One of Jack Flynn’s strongest allies in the Kerry South constituency was Cahersiveen party activist, Daniel (Dan) O’Donoghue, father of Ceann Comhairle John O’Donoghue. The former minister recalls that in his youth, the family had a spare room which was known as ‘Jack Flynn’s room’ in which the TD would spend the night if he was travelling in the Cahersiveen area.16 Dan O’Donoghue, also a veteran of the War of Independence, remained a close friend and supporter of Flynn’s, even when the latter was thrown out of the party and despite the fact that Fianna Fáil TD John B. Healy was O’Donoghue’s uncle and was a neighbour of the O’Donoghue family in Cahersiveen. O’Donoghue sought the Fianna Fáil nomination for the local elections of 1955 in the Killorglin Electoral Area, but failed to win the party’s backing. He decided to contest the election as an Independent. Jack Flynn, by then back in the fold, appealed to O’Donoghue to stay with the organisation and said that ‘he himself on one occasion had been disowned by Fianna Fáil but that he had stood by them and was now back in the ranks’.17 Flynn’s pleas fell on deaf ears and though Dan O’Donoghue didn’t succeed in 1955, he was elected to Kerry County Council as an Independent in 1960. His wife, Mary, was co-opted to his seat on his death in 1964 and re-joined Fianna Fáil.

***

Jack Flynn retained his seat for Fianna Fáil at the general election of 1954, but he was dramatically unseated in 1957 when Sinn Féin won its first and only Dáil seat in Kerry South courtesy of John Joe Rice from Kenmare. The defeat heralded the beginning of the end of Flynn’s political career and in 1960 he stood down as a member of Kerry County Council.

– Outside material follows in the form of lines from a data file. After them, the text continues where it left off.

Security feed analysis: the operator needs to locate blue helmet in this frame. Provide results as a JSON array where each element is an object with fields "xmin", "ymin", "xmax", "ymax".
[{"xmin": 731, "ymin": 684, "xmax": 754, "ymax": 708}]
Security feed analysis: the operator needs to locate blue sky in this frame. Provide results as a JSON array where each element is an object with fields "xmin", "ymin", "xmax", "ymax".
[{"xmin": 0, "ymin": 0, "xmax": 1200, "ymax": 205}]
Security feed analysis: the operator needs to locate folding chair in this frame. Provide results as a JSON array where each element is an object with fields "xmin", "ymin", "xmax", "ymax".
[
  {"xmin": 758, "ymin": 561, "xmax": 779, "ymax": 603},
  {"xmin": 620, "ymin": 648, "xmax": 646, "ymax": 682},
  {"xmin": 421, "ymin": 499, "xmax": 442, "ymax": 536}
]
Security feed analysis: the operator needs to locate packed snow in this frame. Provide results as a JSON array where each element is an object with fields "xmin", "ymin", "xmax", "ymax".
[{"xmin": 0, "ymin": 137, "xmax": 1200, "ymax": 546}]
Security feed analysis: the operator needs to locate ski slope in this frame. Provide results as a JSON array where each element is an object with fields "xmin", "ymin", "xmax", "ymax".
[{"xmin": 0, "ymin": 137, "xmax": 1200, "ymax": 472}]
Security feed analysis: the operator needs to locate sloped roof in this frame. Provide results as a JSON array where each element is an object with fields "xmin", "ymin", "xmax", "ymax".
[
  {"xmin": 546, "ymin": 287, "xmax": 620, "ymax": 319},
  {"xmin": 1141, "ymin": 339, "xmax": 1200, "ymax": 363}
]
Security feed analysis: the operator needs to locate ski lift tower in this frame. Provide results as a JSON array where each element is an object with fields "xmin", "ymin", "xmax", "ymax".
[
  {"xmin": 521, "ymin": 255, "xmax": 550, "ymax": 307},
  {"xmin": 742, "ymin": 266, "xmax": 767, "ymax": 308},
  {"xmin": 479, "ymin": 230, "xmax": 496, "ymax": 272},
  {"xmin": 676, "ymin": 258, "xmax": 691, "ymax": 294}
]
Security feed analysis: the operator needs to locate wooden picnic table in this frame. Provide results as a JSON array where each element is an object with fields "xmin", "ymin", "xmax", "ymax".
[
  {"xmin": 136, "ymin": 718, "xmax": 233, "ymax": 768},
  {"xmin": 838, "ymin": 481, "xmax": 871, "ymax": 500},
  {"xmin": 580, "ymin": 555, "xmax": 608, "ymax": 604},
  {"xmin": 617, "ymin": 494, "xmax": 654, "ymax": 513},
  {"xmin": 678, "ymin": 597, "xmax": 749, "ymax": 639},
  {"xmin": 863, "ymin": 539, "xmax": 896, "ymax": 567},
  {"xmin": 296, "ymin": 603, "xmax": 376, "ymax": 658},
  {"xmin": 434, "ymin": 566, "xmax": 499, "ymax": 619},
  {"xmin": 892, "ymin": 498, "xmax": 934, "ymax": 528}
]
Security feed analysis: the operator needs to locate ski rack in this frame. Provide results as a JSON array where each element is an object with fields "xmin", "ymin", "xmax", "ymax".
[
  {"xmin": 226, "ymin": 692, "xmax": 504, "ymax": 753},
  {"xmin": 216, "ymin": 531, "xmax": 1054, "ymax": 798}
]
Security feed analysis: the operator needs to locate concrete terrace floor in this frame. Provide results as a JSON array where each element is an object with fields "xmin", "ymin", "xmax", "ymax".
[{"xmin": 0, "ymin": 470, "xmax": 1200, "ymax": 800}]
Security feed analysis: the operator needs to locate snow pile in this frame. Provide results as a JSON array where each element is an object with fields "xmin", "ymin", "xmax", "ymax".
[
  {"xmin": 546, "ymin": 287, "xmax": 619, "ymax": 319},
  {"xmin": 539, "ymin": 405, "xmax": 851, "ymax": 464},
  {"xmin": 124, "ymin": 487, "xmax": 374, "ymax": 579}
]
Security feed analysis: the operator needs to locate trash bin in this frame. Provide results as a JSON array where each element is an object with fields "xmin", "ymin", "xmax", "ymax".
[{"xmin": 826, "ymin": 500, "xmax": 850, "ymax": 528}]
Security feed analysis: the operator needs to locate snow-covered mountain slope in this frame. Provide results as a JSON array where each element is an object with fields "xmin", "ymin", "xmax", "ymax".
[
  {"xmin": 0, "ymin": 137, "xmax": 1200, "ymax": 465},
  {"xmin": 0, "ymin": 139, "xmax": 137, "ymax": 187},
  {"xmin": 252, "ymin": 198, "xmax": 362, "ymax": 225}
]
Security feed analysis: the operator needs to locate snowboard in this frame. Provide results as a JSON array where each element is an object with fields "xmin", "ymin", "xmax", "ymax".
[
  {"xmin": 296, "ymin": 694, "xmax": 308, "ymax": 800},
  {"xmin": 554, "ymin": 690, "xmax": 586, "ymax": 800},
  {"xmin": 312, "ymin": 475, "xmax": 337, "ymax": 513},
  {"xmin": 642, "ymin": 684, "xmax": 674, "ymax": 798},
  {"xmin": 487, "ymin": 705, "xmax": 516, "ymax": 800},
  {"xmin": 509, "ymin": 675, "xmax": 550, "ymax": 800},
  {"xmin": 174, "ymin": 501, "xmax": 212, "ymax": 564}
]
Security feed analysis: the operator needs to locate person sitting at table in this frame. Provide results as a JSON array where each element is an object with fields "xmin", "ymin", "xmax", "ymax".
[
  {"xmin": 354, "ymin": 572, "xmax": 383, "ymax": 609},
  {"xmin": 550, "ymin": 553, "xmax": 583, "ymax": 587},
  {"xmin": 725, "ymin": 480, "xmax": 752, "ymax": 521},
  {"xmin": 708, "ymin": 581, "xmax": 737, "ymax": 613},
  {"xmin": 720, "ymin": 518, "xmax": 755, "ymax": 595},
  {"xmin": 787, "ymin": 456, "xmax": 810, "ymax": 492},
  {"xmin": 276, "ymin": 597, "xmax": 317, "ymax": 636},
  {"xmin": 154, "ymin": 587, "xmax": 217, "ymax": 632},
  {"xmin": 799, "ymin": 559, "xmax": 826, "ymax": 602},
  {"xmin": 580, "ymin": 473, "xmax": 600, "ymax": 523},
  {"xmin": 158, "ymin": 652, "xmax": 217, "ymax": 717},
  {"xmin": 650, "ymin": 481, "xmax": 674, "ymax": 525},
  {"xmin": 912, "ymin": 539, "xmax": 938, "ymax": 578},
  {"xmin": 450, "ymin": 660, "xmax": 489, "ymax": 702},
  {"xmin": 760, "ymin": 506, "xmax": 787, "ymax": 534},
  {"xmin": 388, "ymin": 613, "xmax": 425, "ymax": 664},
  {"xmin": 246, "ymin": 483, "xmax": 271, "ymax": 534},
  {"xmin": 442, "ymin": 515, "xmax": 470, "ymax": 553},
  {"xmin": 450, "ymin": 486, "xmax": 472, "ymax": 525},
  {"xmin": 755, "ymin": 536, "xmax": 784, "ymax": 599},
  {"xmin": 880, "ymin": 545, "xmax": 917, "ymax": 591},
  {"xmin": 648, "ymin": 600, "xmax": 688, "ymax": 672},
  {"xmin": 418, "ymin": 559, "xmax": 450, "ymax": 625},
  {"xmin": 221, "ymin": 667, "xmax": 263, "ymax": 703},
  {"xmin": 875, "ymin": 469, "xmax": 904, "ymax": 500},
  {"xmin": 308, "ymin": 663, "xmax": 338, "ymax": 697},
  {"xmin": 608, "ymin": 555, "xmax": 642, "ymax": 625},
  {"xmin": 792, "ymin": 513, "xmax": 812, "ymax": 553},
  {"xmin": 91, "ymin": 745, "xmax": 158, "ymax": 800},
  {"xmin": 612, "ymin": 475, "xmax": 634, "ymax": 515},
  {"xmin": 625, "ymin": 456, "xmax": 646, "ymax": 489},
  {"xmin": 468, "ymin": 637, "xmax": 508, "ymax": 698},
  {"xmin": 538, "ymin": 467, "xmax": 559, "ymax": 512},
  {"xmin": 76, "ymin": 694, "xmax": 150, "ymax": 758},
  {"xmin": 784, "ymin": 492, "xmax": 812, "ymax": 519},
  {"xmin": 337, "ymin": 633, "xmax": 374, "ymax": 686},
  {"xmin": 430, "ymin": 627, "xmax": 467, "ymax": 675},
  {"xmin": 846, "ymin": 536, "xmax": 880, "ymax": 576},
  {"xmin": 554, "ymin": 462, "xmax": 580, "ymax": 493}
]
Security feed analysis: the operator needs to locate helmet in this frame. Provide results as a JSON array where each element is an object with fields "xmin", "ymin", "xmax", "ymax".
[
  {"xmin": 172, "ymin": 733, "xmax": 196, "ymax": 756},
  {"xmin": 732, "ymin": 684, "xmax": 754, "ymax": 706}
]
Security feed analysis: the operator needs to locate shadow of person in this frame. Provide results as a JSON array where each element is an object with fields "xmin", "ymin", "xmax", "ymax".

In October 1957, Jack Flynn and his wife, Mary (née Ryle), sold their forty-acre farm and home at Brackhill, Castlemaine,18 and moved to Killarney, where the couple ran the East Avenue House guesthouse on a site which had been owned by Mary’s first husband, Denis O’Connor, a Tralee garage owner and member of the army who had died in 1946. Following the sale of that business in the 1960s, the couple retired to Tralee and lived in Caherslee. Jack Flynn died in Dublin on 22 August 1968.